Conditional Equality
- $=$ is a horrible symbol. In algebra, we write things like $x^2+x+1 = 0$. What we mean when we write this is not that the quantity on the left is always the quantity on the right, but rather that it is conditionally so at some points, q.v. at the zeros of $x^2+x+1$.
Equivalence
- $\sim$ is often used to denote a generic equivalence relation, e.g. "$x\sim y$ if $x-y\in\mathbb{Q}$."
- $R$ is also often used for the same purposes.
Definition
- $=$ is often used to define things. "Let $a=3$. Let $X = \{ x : \langle x,y\rangle = 0 \forall y\in M\}$." And so forth. It is clear from context, but the meaning of $=$ is different than the aforementioned cases. Also used in programming.
int n = 5;
- $\stackrel{\Delta}{=}$ is used as "define the thing on the left as the thing on the right." Often used in blackboard writing, as it is quick and easy.
- $:=$ Used in programming at times; e.g. the Pascal language, Maple, and some others.
- $\stackrel{\textrm{def}}{=}$ my personal favorite way to denote a definition. Clear and unambiguous and a pain to type in LaTeX. (That's what macros are for.)
Approximation
- $\approx$ This is used often to say "the thing on the left is equalish to the thing on the right." Example: $\pi \approx 3.14$.
- $\cong$ Used sometimes in engineering, this is horrible.
- $\sim$ Used less frequently, but still comes up on occasion.
Distributed Like
- $\sim$ is used in probability to declare that a random variable has a distribution of some sort, e.g. $X \sim \mathcal{N}(\mu,\sigma^2)$.

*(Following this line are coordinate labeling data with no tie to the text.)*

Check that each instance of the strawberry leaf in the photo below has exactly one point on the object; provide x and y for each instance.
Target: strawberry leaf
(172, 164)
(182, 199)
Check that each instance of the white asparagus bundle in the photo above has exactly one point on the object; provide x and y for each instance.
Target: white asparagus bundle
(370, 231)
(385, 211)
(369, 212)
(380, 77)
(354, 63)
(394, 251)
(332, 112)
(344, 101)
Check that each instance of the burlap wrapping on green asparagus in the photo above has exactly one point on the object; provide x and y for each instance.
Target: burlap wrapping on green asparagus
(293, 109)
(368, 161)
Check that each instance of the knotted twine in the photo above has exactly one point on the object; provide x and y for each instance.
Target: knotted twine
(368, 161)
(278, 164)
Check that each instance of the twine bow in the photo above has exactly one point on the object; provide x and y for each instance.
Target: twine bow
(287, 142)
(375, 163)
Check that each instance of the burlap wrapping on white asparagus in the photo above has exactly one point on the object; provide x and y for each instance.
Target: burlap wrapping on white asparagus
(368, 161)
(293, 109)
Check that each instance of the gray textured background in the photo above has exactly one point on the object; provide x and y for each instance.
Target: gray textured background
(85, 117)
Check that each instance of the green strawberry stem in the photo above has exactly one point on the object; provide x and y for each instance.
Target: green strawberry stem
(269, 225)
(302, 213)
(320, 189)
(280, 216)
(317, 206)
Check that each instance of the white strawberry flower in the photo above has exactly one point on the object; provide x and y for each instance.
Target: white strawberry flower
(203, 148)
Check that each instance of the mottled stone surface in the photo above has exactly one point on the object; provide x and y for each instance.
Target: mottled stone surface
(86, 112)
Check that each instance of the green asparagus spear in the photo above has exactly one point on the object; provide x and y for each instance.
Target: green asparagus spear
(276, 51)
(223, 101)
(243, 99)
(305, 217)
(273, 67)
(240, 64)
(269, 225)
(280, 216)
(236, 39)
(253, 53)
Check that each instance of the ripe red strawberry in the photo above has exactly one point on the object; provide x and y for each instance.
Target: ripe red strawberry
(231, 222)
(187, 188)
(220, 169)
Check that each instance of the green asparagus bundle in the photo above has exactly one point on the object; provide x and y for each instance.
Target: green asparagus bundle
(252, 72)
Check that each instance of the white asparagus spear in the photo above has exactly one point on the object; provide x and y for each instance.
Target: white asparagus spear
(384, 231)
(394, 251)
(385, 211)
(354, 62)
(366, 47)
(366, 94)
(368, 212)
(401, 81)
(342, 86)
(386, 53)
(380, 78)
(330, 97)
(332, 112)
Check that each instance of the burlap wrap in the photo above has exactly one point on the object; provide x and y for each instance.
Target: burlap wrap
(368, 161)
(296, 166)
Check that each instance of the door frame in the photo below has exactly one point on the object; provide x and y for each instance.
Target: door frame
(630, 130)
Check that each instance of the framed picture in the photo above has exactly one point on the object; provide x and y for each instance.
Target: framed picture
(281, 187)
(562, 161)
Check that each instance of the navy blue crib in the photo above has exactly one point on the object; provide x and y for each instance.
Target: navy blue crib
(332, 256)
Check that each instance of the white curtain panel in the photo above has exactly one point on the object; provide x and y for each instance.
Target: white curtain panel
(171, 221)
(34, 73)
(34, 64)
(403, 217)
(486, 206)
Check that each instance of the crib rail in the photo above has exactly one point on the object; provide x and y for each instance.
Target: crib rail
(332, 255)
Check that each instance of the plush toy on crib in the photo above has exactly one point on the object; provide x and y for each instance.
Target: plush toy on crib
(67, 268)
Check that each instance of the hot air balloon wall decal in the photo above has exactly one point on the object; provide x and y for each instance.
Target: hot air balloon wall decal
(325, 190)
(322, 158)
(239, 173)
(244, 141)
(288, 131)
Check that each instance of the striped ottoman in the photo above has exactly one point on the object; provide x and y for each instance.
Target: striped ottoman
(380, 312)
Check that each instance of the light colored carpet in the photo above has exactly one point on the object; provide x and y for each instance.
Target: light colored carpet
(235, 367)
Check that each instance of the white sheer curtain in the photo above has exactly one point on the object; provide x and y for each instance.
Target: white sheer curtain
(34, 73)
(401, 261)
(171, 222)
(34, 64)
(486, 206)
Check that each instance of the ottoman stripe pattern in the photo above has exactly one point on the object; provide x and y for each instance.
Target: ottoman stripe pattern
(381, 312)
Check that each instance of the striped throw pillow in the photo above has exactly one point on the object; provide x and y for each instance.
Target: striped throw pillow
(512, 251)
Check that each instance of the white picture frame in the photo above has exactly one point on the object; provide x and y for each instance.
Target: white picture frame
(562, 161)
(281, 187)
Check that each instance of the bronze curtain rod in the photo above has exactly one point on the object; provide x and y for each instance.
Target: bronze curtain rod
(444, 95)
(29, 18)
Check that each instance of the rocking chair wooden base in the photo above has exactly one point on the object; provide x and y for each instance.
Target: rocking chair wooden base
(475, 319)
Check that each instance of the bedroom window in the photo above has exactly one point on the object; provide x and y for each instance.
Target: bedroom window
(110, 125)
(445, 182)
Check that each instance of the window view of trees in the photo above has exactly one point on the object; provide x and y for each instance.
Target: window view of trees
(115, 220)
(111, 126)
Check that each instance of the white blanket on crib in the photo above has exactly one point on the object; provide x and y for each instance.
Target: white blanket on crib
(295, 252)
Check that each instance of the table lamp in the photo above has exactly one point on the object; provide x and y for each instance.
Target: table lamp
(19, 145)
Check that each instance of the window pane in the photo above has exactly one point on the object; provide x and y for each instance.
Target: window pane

- $\sim$ is also used in asymptotics and computational fields to describe the order of something, e.g. $e(x) \sim \mathcal{O}(h^4)$.
Shaped Like
- $\cong$ is used to denote isomorphisms, e.g. $A_4 \cong PSL(2,3)$.
- $\cong$ is used in geometry to denote when two shapes are congruent.
This list is by no means complete. However, you will see most of these uses if you even just browsed this site for a week or so.
If your example is about speed, then this a question for physicists and not for logicians.
The most important thing is that these symbols are precisely that - symbols. They can be defined to mean whatever you want them to. Of course, we try to keep some common basis of definitions across a particular topic. But even the standard equal sign can be used for different things: I could equate terms (like $2+2=4$), sets, whatever.
Now, back to speed, and the different "equality" symbols:
- $V=x$
- $V$ is precisely equal to $x$;
- $V\simeq x$ and/or $V\approx x$
- $V$ is approximately equal to $x$;
- $V\sim x$
- $V$ is asymptotic to $x$;
- $V\equiv x$
- $V$ is defined as $x$ (physicists tend to use this symbol for definition, whereas mathematicians might mean "congruence", and logicians "equivalence").
My point is, you need to be aware of what topic (or branch of mathematics) you're working on, as these symbols (and many others) will have their own interpretation.